Though it is Founders’ policy to accommodate students with all dietary needs, some students with dietary restrictions have run into issues.

Junior Danni Anderson is one student who struggles with the dietary options available at Mills. Anderson has a vocal chord dysfunction, which causes their airway to swell and cut off their air supply when it comes in contact with certain substances. Anderson’s biggest food sensitivity is pepper, which can be found in many dishes at Founders.

“Pepper is a pretty common ingredient, so I can’t fault [Founders] on that,” Anderson said.

Founders does however offer other entrees if students approach the chef or a supervisor and request something to fit their diet restrictions, Founders manager Crystal Chun Wong said. According to Wong, there are only a few students who are vocal about whether or not they need an alternative to what is offered.  People with sensitivities to seasonings will often ask for plain chicken breasts, while vegan or non-cheese eating students can request pizzas without cheese.

“The students do know that it will take a little bit longer for their food to be made, but they can be sure that if they ask for it that they’ll be able to get it,” Wong said.

While Anderson is appreciative of the efforts Founders makes at including people with dietary restrictions, they still believe their options are limited. Currently they use only half of their meals up at Founders and have few choices at the Tea Shop to avoid seasonings because much of the food there uses pepper.

“Food at Mills has probably been the most frustrating thing on campus [for me],” Anderson said.

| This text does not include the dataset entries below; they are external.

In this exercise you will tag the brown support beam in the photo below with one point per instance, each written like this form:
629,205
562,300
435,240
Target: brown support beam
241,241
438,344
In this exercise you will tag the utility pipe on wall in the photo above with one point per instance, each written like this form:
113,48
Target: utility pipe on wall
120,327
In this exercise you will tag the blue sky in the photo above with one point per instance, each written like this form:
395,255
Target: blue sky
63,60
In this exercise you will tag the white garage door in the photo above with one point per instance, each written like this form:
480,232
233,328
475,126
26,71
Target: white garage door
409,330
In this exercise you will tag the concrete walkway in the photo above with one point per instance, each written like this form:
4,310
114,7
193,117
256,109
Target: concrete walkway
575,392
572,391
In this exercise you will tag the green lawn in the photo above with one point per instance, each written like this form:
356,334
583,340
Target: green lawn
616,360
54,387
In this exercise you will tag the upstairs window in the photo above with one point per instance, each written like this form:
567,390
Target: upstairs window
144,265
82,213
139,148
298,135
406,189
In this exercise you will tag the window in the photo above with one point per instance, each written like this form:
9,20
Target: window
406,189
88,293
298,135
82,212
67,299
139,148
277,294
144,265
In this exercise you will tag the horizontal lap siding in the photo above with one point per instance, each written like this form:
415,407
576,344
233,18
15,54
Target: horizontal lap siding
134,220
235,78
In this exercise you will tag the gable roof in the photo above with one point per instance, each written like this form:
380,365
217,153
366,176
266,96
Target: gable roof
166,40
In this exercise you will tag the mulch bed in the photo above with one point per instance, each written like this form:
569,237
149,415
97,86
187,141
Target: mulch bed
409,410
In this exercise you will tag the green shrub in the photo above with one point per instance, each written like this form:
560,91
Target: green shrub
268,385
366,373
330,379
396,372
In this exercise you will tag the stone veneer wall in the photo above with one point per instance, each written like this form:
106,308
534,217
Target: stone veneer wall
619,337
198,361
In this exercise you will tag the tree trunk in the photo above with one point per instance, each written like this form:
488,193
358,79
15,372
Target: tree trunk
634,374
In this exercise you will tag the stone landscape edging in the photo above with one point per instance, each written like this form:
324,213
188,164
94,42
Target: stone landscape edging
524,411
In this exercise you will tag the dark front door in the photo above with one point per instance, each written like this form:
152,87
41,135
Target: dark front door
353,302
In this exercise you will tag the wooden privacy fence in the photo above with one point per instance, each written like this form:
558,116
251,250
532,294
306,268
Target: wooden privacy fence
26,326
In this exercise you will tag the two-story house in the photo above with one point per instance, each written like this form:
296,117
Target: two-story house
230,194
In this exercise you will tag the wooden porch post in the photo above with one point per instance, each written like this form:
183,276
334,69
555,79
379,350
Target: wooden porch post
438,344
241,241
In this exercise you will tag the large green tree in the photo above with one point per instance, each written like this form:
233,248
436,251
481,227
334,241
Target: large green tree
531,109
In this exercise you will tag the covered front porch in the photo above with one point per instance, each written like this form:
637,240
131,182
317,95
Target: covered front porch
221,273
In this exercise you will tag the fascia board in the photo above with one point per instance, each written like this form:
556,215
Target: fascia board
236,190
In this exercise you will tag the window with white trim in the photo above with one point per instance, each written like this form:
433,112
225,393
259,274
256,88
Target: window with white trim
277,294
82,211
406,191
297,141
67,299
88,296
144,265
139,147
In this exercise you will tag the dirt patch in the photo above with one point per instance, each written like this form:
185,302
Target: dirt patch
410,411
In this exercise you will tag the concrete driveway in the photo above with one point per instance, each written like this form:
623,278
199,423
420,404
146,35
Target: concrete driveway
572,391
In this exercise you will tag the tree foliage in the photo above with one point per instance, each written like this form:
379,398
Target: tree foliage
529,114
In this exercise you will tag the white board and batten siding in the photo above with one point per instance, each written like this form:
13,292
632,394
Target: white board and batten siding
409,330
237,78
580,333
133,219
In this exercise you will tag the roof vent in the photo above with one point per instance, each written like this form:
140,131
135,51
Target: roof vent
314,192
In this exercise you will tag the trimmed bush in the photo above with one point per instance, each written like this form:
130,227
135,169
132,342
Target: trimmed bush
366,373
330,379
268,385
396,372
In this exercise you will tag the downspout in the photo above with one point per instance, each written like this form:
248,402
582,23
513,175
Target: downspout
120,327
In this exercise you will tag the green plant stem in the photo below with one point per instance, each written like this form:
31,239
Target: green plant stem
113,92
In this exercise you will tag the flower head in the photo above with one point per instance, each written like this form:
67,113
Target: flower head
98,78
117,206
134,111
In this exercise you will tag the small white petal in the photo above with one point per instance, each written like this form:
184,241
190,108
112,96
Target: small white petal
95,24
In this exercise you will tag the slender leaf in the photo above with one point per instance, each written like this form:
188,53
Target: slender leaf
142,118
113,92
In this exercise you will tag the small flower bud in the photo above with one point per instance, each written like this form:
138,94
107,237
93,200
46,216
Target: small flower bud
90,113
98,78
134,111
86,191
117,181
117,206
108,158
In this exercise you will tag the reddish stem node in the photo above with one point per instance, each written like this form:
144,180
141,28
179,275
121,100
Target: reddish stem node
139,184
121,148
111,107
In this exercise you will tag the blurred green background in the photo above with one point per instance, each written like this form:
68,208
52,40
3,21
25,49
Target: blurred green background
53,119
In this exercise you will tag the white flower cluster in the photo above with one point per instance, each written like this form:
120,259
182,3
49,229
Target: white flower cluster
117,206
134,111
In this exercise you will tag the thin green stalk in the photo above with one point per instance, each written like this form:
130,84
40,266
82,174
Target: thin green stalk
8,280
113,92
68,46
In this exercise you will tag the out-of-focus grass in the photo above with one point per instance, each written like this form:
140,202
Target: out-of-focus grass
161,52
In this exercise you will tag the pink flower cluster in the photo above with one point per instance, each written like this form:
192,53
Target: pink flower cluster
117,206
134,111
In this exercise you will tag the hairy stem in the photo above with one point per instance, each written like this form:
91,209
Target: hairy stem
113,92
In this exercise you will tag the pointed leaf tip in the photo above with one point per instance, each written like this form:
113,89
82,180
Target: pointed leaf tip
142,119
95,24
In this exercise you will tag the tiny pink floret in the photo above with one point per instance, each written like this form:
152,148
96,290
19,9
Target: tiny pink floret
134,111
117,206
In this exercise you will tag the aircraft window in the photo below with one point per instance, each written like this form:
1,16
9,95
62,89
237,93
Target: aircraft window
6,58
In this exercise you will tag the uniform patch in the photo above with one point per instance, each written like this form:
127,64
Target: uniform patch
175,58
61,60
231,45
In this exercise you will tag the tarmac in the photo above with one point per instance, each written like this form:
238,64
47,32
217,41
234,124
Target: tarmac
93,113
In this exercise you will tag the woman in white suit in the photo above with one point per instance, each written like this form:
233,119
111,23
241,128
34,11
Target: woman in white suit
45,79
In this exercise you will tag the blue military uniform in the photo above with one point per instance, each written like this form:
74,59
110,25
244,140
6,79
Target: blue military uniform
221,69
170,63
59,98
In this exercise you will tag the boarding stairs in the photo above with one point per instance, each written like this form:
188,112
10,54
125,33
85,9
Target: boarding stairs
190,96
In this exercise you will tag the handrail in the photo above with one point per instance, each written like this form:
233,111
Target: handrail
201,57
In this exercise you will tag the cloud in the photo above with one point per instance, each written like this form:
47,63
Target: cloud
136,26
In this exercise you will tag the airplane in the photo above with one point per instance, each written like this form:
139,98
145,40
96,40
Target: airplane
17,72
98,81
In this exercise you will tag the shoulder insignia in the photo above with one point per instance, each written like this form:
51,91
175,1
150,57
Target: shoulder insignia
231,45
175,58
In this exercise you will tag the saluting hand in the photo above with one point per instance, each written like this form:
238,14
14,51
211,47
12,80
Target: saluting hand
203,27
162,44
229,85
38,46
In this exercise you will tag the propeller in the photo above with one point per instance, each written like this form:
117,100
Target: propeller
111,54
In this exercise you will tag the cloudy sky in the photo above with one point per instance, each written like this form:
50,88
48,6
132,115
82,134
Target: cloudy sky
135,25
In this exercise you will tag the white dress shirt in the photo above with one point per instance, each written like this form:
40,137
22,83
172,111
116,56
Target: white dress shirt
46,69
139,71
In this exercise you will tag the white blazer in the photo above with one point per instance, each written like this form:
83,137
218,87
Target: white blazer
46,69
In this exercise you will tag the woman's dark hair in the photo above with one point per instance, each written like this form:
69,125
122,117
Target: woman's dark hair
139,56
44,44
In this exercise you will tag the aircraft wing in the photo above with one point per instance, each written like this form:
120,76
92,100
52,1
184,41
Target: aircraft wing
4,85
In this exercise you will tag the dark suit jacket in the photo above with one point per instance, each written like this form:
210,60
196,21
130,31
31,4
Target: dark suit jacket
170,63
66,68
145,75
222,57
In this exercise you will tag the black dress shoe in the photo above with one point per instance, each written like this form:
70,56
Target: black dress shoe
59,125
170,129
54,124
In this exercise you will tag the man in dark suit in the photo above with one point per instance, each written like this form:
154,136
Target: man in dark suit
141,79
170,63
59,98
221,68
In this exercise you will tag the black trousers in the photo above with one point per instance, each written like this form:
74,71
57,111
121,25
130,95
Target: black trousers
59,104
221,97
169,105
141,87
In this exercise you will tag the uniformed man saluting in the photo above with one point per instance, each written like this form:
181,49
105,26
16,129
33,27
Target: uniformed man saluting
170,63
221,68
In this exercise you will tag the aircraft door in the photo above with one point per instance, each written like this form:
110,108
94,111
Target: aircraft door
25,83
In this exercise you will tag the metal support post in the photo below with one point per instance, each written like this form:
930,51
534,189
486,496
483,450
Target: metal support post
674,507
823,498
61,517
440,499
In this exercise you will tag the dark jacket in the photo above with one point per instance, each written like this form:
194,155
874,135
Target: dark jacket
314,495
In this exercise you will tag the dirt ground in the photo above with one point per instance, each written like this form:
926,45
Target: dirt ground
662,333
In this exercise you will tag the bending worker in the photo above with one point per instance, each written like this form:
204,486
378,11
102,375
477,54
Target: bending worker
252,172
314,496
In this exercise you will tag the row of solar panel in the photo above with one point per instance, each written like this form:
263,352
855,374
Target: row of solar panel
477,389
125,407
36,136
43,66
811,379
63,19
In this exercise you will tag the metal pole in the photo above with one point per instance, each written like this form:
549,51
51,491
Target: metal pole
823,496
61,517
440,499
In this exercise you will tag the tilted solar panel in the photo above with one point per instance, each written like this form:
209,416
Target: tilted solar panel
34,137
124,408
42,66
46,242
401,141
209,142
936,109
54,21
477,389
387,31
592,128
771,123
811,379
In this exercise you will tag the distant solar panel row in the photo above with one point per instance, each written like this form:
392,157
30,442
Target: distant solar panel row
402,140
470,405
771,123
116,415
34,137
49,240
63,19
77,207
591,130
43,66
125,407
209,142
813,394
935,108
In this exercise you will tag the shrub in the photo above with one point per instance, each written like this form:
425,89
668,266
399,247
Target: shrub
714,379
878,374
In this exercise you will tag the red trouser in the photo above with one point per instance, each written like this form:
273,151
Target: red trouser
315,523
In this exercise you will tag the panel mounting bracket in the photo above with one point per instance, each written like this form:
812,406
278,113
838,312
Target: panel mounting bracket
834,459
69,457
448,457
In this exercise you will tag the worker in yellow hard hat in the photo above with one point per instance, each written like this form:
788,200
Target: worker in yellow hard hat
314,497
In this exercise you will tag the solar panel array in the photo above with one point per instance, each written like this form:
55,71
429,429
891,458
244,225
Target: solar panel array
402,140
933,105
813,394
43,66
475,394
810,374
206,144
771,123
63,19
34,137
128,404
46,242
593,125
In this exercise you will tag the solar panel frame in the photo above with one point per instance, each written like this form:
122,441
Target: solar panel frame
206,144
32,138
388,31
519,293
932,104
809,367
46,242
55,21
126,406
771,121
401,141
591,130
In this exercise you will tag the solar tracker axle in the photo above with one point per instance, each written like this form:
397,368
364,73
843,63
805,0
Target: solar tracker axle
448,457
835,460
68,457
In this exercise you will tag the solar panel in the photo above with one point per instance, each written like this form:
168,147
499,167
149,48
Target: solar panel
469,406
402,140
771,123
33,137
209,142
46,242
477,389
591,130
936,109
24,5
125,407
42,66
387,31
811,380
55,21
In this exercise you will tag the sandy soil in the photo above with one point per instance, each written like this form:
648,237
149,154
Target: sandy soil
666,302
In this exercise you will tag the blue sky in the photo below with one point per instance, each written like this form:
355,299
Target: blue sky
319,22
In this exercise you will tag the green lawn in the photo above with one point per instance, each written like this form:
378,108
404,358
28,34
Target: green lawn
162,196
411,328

Anderson did manage to work with the former Student Access and Support Services’ (SASS) director Gabriella Tempestoso to try to accommodate their allergy. Currently, Anderson has the ability to use meal points at the Tea Shop and also has access to a community microwave in the dorms. Despite these accommodations, Anderson is still required to pay the full price for the meal plan that is mandatory for all students with dorm housing.

Even with her frustrations, Anderson says it is less stressful than it could be, because people at Founders are understanding and make attempts to accommodate their allergy.

“It’s good to know that if you talk to them, the option is there,” Anderson said.

According to Chef Cynthia Motta, Founders has completely eliminated the use of any type of nuts in all forms of cooking, eliminating the possibility of cross-contamination in entrees. Wong states that the only places that nuts might be found in Founders is through peanut butter and pastries.

None of the pastries are made in-house due to lack of necessary facilities for baking. Because pastries are bought from an offsite bakery, Founders has no way to monitor the possibility of cross contamination. The staff at Founders work to label everything extensively so that people know about the possibility that the pastries came into contact with nut products.

“[Pastries] would be a majority, if not all, of the allergens,” Wong said.

Senior Kiley Cloud has experienced problems firsthand with the pastries served at Founders. Cloud, who has an allergy to tree nuts, has had multiple minor incidents with Rice Krispie treats and other items that have caused their face and mouth to swell up in reaction. They find it concerning that Founders and the Tea Shop use an offsite baker where there is so much potential for cross contamination in the food they end up serving to students.

Like Anderson, Cloud appreciates the support Founders and the Tea Shop offer, but they would like to see changes made as well.

“I think it would be helpful if the gluten free area was expanded to have a nut free area,” Cloud said. “I’ve toured other universities and they had allergen free areas that included dairy and nuts and gluten.”

Cloud also suggested the possibility of having two separate dessert areas, one where pastries include nuts and others that are completely nut free.

Wong and Motta both say the best way to communicate what students want to eat is through the comment cards that can be found in both Founders and the Tea Shop. They also welcome any questions about the options available to students on the dining plan at Mills.